Unless I’m missing something, you can’t make use of features of the Live Operating Environment, either as a web application or a local desktop client, unless your application is registered with Live.com, and your user has added your application to his account.

The one possible loophole that I can see is that you might just have your app always authorize, for all users, using a central account.  That account could be pre-created and pre-configured.  Your application would then use the same account for all users, enabling some of the synchronization and other options.  But even this approach might not work—it’s possible that any device where local Mesh data is to be stored needs to be registered with that Live account and so your users wouldn’t normally have the authorization to join their devices to your central mesh.

Three Takeaways

Arash listed three main takeaways from this talk:

  • Live Services add value to different types of applications
  • Mesh-enabled web apps extend web sites to the desktop
  • The Live Framework is a standards-based API, available to all types of apps

How It All Works

The basic idea is to start with a “Mesh-enabled” web site.  This is a web site that delivers content from the user’s Mesh, including things like contacts and files.  Additionally, the web application could store all of its data in the Mesh, rather than on the web server where it is hosted.

Once a web application is Mesh-enabled, you have the ability to run it on various devices.  You basically create a local client, targeted at a particular platform, and have it work with data through the Live Framework API.  It typically ends up working with a cached local copy of the data, and the data is automatically synchronized to the cloud and then to other devices that are running the same application.

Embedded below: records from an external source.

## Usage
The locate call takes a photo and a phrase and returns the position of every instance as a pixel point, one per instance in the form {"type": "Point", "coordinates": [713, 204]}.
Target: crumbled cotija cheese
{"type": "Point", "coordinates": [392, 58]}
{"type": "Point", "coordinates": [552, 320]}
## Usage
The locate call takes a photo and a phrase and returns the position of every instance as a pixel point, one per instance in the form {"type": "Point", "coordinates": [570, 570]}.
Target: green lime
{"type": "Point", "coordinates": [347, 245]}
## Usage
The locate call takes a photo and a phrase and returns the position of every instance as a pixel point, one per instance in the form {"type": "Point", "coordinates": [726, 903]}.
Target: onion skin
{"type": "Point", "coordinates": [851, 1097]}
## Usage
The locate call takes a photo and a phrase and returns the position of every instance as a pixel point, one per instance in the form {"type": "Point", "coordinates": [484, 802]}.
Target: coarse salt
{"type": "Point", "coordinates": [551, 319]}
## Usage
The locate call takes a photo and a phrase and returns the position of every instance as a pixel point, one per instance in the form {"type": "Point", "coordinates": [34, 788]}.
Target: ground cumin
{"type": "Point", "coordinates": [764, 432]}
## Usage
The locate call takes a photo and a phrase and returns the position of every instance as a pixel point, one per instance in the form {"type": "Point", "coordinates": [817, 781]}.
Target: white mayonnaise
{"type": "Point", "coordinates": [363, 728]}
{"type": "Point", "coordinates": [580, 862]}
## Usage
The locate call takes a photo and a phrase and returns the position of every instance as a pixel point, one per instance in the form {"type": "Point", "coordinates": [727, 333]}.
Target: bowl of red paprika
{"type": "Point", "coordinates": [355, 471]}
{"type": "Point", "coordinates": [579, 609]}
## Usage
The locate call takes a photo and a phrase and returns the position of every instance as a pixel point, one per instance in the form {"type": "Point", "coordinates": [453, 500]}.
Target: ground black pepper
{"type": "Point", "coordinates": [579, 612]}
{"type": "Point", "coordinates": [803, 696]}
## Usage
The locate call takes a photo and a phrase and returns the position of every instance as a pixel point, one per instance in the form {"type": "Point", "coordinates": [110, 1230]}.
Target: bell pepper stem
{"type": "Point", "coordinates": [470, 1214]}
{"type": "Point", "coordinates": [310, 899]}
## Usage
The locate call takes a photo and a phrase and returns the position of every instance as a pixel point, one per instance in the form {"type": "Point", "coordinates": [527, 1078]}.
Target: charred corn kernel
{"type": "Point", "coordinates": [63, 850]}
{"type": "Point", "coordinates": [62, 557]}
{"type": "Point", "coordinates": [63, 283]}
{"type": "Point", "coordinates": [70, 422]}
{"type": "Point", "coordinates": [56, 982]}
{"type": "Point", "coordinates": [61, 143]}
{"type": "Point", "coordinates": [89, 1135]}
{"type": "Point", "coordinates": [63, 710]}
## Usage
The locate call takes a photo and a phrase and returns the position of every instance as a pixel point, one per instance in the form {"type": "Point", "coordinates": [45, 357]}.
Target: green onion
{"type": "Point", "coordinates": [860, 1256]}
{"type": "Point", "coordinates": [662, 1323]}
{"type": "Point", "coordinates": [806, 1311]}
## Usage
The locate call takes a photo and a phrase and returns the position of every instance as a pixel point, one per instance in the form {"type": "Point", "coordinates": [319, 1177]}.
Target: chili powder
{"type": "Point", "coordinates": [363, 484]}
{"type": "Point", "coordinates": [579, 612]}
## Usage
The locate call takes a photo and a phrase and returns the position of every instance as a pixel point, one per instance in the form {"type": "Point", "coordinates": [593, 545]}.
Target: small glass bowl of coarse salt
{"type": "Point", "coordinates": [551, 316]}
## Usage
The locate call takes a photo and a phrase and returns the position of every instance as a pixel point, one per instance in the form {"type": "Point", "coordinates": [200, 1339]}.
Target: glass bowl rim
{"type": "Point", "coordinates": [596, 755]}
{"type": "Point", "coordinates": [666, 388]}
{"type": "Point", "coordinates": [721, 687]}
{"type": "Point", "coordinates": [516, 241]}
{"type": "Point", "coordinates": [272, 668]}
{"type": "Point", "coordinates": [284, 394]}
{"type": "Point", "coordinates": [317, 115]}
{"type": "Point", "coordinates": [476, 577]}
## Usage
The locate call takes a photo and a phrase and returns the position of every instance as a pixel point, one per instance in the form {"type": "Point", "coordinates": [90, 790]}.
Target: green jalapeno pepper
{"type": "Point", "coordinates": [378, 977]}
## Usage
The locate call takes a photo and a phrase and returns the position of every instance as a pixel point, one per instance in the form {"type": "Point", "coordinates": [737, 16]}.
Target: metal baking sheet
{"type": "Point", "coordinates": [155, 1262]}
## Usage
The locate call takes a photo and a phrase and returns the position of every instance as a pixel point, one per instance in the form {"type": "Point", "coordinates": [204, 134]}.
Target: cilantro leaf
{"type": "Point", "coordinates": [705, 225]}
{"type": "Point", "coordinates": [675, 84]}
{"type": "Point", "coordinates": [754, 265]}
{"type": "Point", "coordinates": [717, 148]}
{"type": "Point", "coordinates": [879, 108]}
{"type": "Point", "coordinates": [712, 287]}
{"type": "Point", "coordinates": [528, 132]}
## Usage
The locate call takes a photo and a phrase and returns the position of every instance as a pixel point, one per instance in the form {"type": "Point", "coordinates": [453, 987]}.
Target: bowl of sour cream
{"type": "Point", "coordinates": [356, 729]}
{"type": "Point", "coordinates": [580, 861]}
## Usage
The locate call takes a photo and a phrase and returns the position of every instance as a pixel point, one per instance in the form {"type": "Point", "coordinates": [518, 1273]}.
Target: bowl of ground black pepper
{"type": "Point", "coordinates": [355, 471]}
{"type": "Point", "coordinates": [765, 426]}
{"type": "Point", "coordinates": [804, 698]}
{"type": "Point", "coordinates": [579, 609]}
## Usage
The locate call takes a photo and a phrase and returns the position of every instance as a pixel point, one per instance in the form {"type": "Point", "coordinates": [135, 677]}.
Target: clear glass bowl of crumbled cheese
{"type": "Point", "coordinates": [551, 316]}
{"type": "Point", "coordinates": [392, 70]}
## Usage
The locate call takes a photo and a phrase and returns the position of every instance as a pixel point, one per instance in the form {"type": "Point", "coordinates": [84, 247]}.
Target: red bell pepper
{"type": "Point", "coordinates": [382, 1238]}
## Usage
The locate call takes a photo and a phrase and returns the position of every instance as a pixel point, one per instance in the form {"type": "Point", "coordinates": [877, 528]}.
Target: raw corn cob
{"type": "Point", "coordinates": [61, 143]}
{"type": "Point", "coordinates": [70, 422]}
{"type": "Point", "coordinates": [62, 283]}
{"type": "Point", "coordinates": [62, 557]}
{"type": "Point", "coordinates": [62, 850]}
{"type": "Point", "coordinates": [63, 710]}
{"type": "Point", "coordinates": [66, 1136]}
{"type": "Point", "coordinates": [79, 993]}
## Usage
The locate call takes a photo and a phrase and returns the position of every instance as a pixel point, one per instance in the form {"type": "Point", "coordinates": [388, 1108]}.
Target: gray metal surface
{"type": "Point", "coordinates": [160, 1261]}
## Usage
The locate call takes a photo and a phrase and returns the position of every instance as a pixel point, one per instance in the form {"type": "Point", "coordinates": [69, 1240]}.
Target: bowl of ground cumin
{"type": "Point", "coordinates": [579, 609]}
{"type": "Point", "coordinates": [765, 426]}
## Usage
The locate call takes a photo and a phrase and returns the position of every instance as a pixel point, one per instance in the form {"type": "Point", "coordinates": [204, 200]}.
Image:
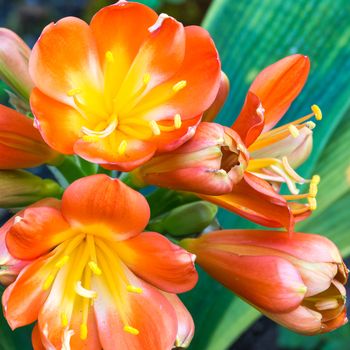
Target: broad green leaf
{"type": "Point", "coordinates": [251, 35]}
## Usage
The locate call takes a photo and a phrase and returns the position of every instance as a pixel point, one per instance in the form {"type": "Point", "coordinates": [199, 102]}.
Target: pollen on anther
{"type": "Point", "coordinates": [94, 268]}
{"type": "Point", "coordinates": [293, 130]}
{"type": "Point", "coordinates": [146, 78]}
{"type": "Point", "coordinates": [122, 147]}
{"type": "Point", "coordinates": [155, 127]}
{"type": "Point", "coordinates": [131, 330]}
{"type": "Point", "coordinates": [317, 111]}
{"type": "Point", "coordinates": [177, 121]}
{"type": "Point", "coordinates": [109, 57]}
{"type": "Point", "coordinates": [73, 92]}
{"type": "Point", "coordinates": [83, 331]}
{"type": "Point", "coordinates": [179, 85]}
{"type": "Point", "coordinates": [134, 289]}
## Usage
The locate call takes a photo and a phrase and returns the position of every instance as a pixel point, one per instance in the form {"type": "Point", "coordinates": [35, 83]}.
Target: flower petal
{"type": "Point", "coordinates": [59, 124]}
{"type": "Point", "coordinates": [279, 84]}
{"type": "Point", "coordinates": [250, 122]}
{"type": "Point", "coordinates": [161, 263]}
{"type": "Point", "coordinates": [105, 204]}
{"type": "Point", "coordinates": [65, 58]}
{"type": "Point", "coordinates": [36, 231]}
{"type": "Point", "coordinates": [149, 312]}
{"type": "Point", "coordinates": [255, 199]}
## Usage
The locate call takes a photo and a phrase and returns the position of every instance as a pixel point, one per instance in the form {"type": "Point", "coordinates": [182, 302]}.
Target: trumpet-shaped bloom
{"type": "Point", "coordinates": [274, 153]}
{"type": "Point", "coordinates": [21, 145]}
{"type": "Point", "coordinates": [95, 280]}
{"type": "Point", "coordinates": [211, 162]}
{"type": "Point", "coordinates": [126, 86]}
{"type": "Point", "coordinates": [298, 281]}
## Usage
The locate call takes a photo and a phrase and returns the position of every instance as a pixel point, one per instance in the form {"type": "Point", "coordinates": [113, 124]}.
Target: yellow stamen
{"type": "Point", "coordinates": [131, 330]}
{"type": "Point", "coordinates": [134, 289]}
{"type": "Point", "coordinates": [293, 130]}
{"type": "Point", "coordinates": [177, 121]}
{"type": "Point", "coordinates": [146, 78]}
{"type": "Point", "coordinates": [312, 203]}
{"type": "Point", "coordinates": [122, 147]}
{"type": "Point", "coordinates": [63, 261]}
{"type": "Point", "coordinates": [83, 331]}
{"type": "Point", "coordinates": [317, 111]}
{"type": "Point", "coordinates": [179, 85]}
{"type": "Point", "coordinates": [94, 268]}
{"type": "Point", "coordinates": [83, 292]}
{"type": "Point", "coordinates": [109, 57]}
{"type": "Point", "coordinates": [64, 319]}
{"type": "Point", "coordinates": [74, 92]}
{"type": "Point", "coordinates": [48, 282]}
{"type": "Point", "coordinates": [155, 127]}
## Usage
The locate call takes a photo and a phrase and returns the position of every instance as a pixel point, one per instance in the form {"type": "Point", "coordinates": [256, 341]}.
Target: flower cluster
{"type": "Point", "coordinates": [137, 93]}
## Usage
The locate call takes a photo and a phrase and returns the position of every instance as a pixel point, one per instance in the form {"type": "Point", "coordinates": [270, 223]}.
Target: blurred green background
{"type": "Point", "coordinates": [251, 34]}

This basically implements the Mesh vision that Ray Ozzie presented first at Mix 2008 in Las Vegas and then again at PDC 2008 in Los Angeles.  The idea is that we move a user’s data into the cloud and then the data follows them around, no matter what device they’re currently working on.  The Mesh knows about a user’s:

  • Devices
  • Data, including special data like Contacts
  • Applications
  • Social graph  (friends)

The User’s Perspective

The user must do a few things to get your application or web site pointing at his data.  As a developer, you send him a link that lets him go sign up for a Live.com account and then register your application in his Mesh.  Registration, from the user’s perspective, is a way for him to authorize your application to access his Mesh-based data.

Again, it’s required that the user has, or get, a Live.com account.  That’s sort of the whole idea—we’re talking about developing applications that run on the Live platform.

Run Anywhere

There is still work to be done, on the part of the developer, to be able to run the application on various devices, but the basic choices are:

  • Locally, on a client PC or Mac
  • In a web browser, anywhere
  • From the Live Desktop itself, which is hosted in a browser

(In the future, with Silverlight adding support for running Silverlight-sandboxed apps outside of the browser, we can imagine that as a fourth option for Mesh-enabled applications).

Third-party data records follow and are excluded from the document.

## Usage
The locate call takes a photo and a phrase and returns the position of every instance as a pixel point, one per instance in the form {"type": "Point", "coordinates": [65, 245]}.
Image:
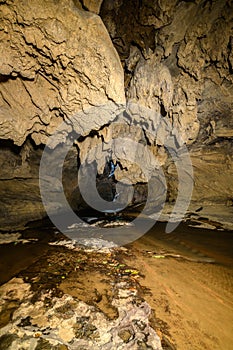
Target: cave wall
{"type": "Point", "coordinates": [174, 58]}
{"type": "Point", "coordinates": [177, 58]}
{"type": "Point", "coordinates": [56, 59]}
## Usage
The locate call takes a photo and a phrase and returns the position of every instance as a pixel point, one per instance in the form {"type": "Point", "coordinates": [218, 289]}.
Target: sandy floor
{"type": "Point", "coordinates": [193, 301]}
{"type": "Point", "coordinates": [191, 296]}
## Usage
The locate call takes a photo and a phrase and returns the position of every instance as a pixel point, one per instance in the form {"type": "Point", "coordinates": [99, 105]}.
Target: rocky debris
{"type": "Point", "coordinates": [97, 306]}
{"type": "Point", "coordinates": [178, 84]}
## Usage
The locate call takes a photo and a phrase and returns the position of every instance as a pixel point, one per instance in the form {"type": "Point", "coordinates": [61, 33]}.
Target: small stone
{"type": "Point", "coordinates": [125, 335]}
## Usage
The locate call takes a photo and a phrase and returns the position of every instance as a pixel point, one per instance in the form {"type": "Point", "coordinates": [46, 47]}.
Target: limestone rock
{"type": "Point", "coordinates": [55, 60]}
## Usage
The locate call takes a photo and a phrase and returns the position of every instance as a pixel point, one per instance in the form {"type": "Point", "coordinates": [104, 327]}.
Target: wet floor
{"type": "Point", "coordinates": [188, 279]}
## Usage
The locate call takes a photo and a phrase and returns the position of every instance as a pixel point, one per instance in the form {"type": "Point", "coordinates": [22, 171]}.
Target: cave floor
{"type": "Point", "coordinates": [186, 278]}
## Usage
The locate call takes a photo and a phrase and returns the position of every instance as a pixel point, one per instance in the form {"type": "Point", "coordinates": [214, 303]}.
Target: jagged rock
{"type": "Point", "coordinates": [69, 323]}
{"type": "Point", "coordinates": [55, 60]}
{"type": "Point", "coordinates": [185, 40]}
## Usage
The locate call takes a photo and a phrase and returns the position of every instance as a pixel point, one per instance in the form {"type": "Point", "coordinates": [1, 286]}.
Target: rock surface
{"type": "Point", "coordinates": [61, 60]}
{"type": "Point", "coordinates": [178, 83]}
{"type": "Point", "coordinates": [59, 307]}
{"type": "Point", "coordinates": [178, 62]}
{"type": "Point", "coordinates": [55, 61]}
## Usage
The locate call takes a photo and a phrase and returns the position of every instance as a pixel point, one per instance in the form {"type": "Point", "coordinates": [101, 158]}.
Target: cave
{"type": "Point", "coordinates": [116, 174]}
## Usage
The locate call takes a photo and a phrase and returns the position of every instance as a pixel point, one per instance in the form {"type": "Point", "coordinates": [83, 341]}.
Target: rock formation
{"type": "Point", "coordinates": [57, 61]}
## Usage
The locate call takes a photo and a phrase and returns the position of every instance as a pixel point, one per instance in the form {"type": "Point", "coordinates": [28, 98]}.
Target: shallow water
{"type": "Point", "coordinates": [188, 278]}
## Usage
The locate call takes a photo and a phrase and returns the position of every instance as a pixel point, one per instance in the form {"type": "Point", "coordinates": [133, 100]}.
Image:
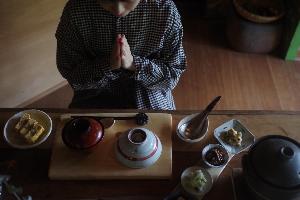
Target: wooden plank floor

The Developer’s Perspective

In addition to building the mesh application, the developer must also register his application, using the Azure Services Portal.  Under the covers, the application is just an Azure-based service.  And so you can leverage the Azure standard goodies, like running your service in a test mode and then deploying/publishing it.

One other feature that is made available to Mesh application authors is the ability to view basic Analytics data for your application.  Because the underlying Mesh service is aware of your application, wherever it is running, it can collect data about usage.    The data is “anonymized”, so you can’t see data about individual users, but can view general metrics.

Arash talked in some detail about the underlying security model, showing how a token is granted to the user/application.

Conclusions

Mesh obviously seems a good fit for some applications.  You can basically run on a platform that gives you a lot of services, as well as access to useful data that may already exist in a particular user’s Mesh environment.  There is also some potential for cross-application sharing of data, once common data models are agreed upon.

But the choice to develop on the Mesh platform implies a decision to sign your users up as part of the Mesh ecosystem.  While the programming APIs are entirely open, using basic HTTP/REST protocols, the platform itself is owned/hosted/run exclusively by Microsoft.

Not all of your users will want to go through the hassle of setting up a Live account in order to use your application.  What makes it a little worse is that the process for them is far from seamless.  It would be easier if you could hide the Live branding and automate some of the configuration.  But the user must actually log into Live.com and authorize your application.  This is a pretty high barrier, in terms of usability, for some users.

This also means that your app is betting on the success of the Live.com platform itself.  If the platform doesn’t become widely adopted, few users will live (pardon the pun) in that environment.  And the value of hosting your application in that ecosystem becomes less clear.

It remains to be seen where Live as a platform will go.  The tools and the programming models are rich and compelling.  But whether the platform will live up to Ozzie’s vision is still unclear.

Posted in Mesh, PDC 2008 | Tagged: , , , , , , | No Comments »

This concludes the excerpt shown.